Tudo será religiosamente projetado. Darás teu sangue para salvar a humanidade de tua indiferença.

Dilúvio


Está chovendo dentro de mim.
Um orvalho frio umedece meu corpo e inebria meus olhos.
Tudo ecoa neste vazio: gritos e choros.
Até o silêncio reverbera.Estou só dentro de mim mesmo.
Queria poder desaguar todo meu oceano.
Enquanto o cultivo, uma ressaca agita meu peito.
Estou mareado, cansado do salitre que envelhece minhas pálpebras.
Um dia meu sentimento transborda.
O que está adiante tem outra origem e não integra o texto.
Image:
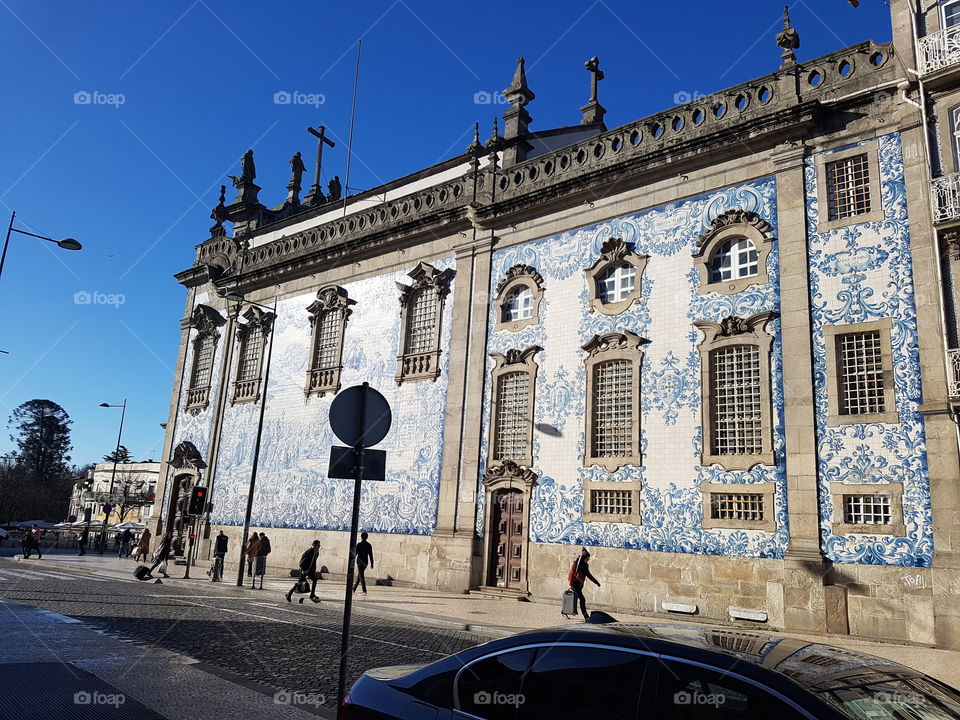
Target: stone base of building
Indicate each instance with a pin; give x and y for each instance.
(900, 604)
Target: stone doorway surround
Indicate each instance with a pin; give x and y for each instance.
(507, 476)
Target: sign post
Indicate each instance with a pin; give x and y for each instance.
(360, 417)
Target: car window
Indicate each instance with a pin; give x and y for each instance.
(490, 688)
(692, 692)
(576, 681)
(874, 696)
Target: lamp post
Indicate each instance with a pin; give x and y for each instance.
(256, 446)
(66, 243)
(113, 475)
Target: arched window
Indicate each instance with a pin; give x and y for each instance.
(616, 284)
(733, 259)
(518, 298)
(518, 305)
(421, 312)
(328, 316)
(732, 254)
(613, 281)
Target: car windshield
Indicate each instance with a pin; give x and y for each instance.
(883, 696)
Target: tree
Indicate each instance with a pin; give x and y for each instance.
(41, 477)
(120, 455)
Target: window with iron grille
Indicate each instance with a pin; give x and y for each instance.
(736, 506)
(203, 361)
(737, 396)
(329, 327)
(421, 322)
(860, 383)
(866, 509)
(512, 428)
(611, 502)
(617, 283)
(518, 304)
(848, 187)
(734, 259)
(612, 409)
(249, 367)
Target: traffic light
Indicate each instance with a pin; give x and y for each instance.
(198, 501)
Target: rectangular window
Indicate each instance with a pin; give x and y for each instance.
(421, 321)
(250, 358)
(737, 506)
(860, 365)
(512, 422)
(612, 409)
(203, 362)
(866, 510)
(848, 187)
(736, 392)
(328, 339)
(611, 502)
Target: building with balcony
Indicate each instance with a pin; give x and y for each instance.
(711, 344)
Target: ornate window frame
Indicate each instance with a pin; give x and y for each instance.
(614, 252)
(733, 330)
(890, 414)
(514, 361)
(206, 321)
(422, 365)
(516, 277)
(728, 226)
(870, 149)
(248, 391)
(326, 379)
(893, 490)
(601, 349)
(631, 486)
(766, 489)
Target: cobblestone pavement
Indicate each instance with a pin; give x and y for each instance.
(258, 636)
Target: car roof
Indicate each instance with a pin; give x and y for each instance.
(812, 665)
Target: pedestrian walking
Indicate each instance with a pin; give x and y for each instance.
(364, 558)
(308, 571)
(35, 541)
(125, 537)
(253, 545)
(260, 567)
(219, 552)
(160, 557)
(579, 572)
(142, 551)
(83, 539)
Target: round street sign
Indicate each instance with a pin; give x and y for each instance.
(360, 414)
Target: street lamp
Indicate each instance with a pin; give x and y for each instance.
(66, 243)
(234, 297)
(113, 475)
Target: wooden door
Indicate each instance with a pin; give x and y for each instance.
(509, 540)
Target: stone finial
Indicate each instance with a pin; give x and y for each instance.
(519, 94)
(593, 111)
(788, 39)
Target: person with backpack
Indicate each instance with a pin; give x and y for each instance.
(308, 572)
(579, 572)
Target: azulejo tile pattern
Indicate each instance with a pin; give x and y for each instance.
(858, 273)
(669, 303)
(293, 490)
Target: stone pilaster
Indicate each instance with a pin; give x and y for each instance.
(804, 604)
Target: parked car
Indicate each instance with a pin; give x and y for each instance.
(627, 671)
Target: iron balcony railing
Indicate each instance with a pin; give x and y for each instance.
(945, 192)
(953, 373)
(940, 50)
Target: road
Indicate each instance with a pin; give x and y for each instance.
(258, 636)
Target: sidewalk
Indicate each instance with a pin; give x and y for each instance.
(485, 615)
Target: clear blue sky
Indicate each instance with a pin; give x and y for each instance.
(134, 182)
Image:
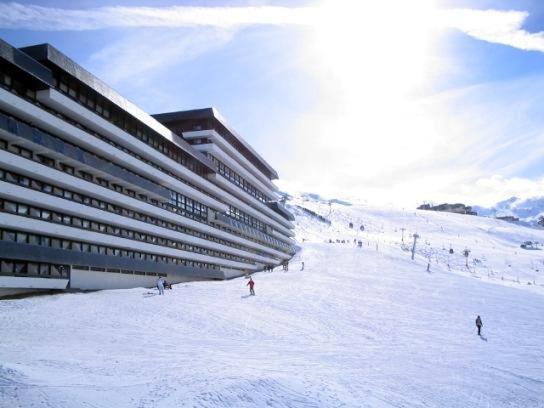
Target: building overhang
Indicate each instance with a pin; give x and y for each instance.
(210, 118)
(38, 73)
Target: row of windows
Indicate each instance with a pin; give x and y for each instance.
(187, 207)
(83, 223)
(79, 246)
(246, 219)
(38, 269)
(200, 216)
(24, 181)
(238, 180)
(120, 118)
(117, 270)
(127, 151)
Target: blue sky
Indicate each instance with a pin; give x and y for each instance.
(387, 101)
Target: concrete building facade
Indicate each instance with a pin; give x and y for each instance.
(97, 194)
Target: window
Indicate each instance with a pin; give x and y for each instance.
(9, 236)
(10, 206)
(45, 269)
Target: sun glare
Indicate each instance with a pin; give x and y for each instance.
(371, 58)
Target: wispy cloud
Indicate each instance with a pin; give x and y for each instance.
(31, 17)
(122, 60)
(500, 27)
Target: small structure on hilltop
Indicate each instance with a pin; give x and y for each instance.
(529, 245)
(509, 218)
(453, 208)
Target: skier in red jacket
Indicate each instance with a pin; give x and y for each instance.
(251, 283)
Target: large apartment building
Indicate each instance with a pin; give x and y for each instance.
(95, 193)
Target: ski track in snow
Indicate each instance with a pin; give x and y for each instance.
(359, 327)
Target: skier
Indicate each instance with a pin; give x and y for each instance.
(251, 283)
(479, 324)
(160, 285)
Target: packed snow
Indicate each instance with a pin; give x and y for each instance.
(358, 327)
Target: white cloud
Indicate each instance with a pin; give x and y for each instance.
(30, 17)
(501, 27)
(494, 26)
(135, 56)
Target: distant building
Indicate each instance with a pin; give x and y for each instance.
(508, 218)
(95, 193)
(453, 208)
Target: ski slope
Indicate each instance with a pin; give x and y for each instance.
(358, 327)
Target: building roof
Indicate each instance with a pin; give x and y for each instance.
(49, 55)
(21, 60)
(222, 127)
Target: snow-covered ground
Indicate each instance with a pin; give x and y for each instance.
(358, 327)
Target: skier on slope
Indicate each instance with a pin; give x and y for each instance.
(251, 284)
(479, 324)
(160, 285)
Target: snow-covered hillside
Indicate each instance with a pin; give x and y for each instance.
(358, 327)
(528, 210)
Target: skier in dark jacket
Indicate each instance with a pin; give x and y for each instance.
(479, 324)
(251, 283)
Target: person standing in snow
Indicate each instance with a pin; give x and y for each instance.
(160, 285)
(479, 324)
(251, 284)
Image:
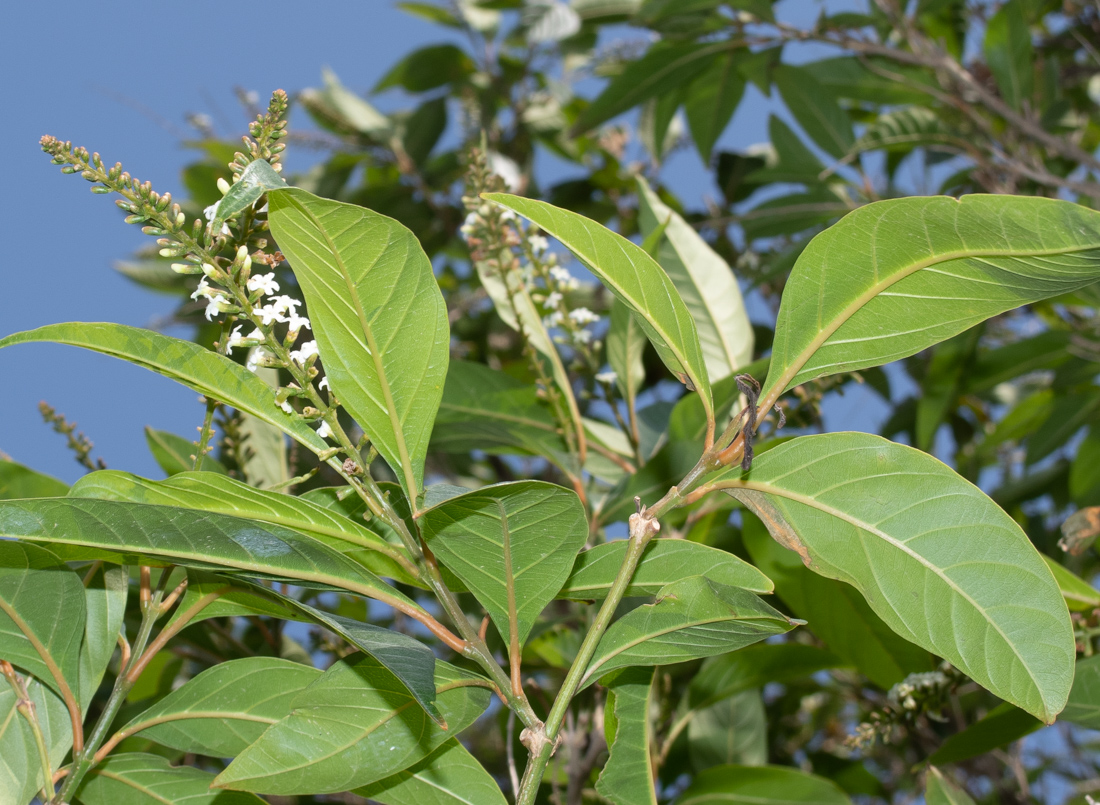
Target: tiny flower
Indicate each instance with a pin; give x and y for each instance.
(583, 316)
(263, 282)
(307, 351)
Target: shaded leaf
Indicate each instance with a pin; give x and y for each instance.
(886, 518)
(378, 317)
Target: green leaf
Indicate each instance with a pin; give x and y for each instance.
(690, 619)
(136, 779)
(635, 278)
(20, 764)
(1009, 53)
(837, 614)
(760, 785)
(427, 68)
(935, 558)
(627, 776)
(1084, 705)
(105, 606)
(195, 540)
(733, 730)
(706, 285)
(666, 66)
(815, 108)
(906, 273)
(378, 317)
(999, 727)
(663, 562)
(939, 791)
(712, 100)
(224, 708)
(42, 615)
(208, 373)
(512, 544)
(450, 775)
(217, 494)
(175, 454)
(354, 726)
(727, 675)
(18, 481)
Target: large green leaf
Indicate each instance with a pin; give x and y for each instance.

E o sertão vai virar mar.
Far-se-á dilúvio em mim.
Molhado e feliz, saberei que minha vida era seca pelo simples fato de ter medo de amar.

Brainstorm


Eu só quero que o dia acabe.
Que essa nuvem cinza que me acompanha desabe em tempestade.
Que o vento sopre forte e me arremesse longe.
Que todos os raios caiam na minha cabeça.
Que bom seria.O dia acabaria.
Calmaria.

Um pouco de mim


Sou publicitário. Lido todo dia com fotos de pessoas felizes, brindando uma vida perfeita, longe dos problemas, abraçadas com a solução. Em meus anúncios todos têm dentes brancos e perfeitos. São altos, louros e de olhos claros. As famílias são completas, geralmente acompanhadas de um belo cão labrador.

Sou genitor de criaturas de um mundo utópico. Minhas peças enaltecem o belo, o superficial, momentos de uma falsa felicidade. Mentirosa, pois se apaga junto ao clarão do flash. Se a família feliz sorri é porque lhes pago cachê. Se os dentes são claros e bem formados, é porque a produtora os selecionou. E também foi bem remunerada para isso.

Eu sou baixo, levemente calvo e tenho uma barriga nada sensual, mas produzo final feliz e crio estereótipos convencionais. Pessoas que eu queria ser, com quem queria estar. Com um lápis na mão e uma idéia na cabeça tenho autonomia para tudo. Posso ser profundamente infeliz e representar alegria e muito sucesso. A vida é uma grande propaganda. Mas no fundo, bem no fundo, há um produto igual a todos os outros, com preço acessível, produção limitada e pontos de venda pra lá de esdrúxulos. Na verdade sou apenas mais uma embalagem na prateleira. Comum por fora, diferente por dentro. Sou publicitário.